Write a function that returns (by reference) a hash of code references. These code references are closures created in the same scope, so when they execute, they'll share bindings to the same private variables.

11.7.3. Discussion

Because a closure is a binding of code and data, it can implement what might be thought of as an object.

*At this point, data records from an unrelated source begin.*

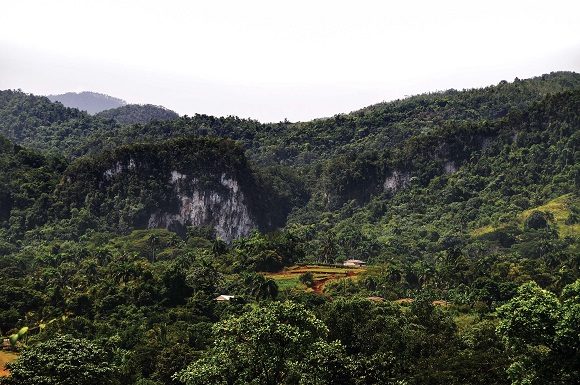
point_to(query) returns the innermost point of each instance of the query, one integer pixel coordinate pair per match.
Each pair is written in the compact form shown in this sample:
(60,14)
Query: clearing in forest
(5,358)
(289,277)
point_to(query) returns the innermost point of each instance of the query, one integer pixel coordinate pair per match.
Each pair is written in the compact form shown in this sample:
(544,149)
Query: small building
(224,297)
(354,263)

Here's an example that creates and returns a hash of anonymous functions. mkcounter takes an argument of a seed counter and returns a reference to a hash of code references that you can use to manipulate the counter indirectly.

$c1 = mkcounter(20);
$c2 = mkcounter(77);

printf "next c1: %d\n", $c1->{NEXT}->( );  # 21
printf "next c2: %d\n", $c2->{NEXT}->( );  # 78
printf "next c1: %d\n", $c1->{NEXT}->( );  # 22
printf "last c1: %d\n", $c1->{PREV}->( );  # 21
printf "old  c2: %d\n", $c2->{RESET}->( ); # 77

The code values in the hash references in $c1 and $c2 maintain their own separate state. Here's how to set that up:

sub mkcounter {
    my $count  = shift;
    my $start  = $count;
    my $bundle = {
        "NEXT"   => sub { return ++$count  },
        "PREV"   => sub { return --$count  },
        "GET"    => sub { return $count    },
        "SET"    => sub { $count = shift   },
        "BUMP"   => sub { $count += shift  },
        "RESET"  => sub { $count = $start  },
    };
    $bundle->{"LAST"} = $bundle->{"PREV"};
    return $bundle;
}

Because the lexical variables used by the closures in the $bundle hash reference are returned by the function, they are not deallocated. The next time mkcounter is called, the closures get a different set of variable bindings for the same code. Because no one outside those closures can access these two variables, this assures true privacy.

The assignment right before the return makes both "PREV" and "LAST" values point to the same closure. Depending on your object-oriented background, you might think of these as being two different messages, both implemented using the same method.

The bundle we return is not an object in that it has no obvious inheritance and polymorphism. (Yet.) But it certainly does have state, behavior, and identity, as well as encapsulation.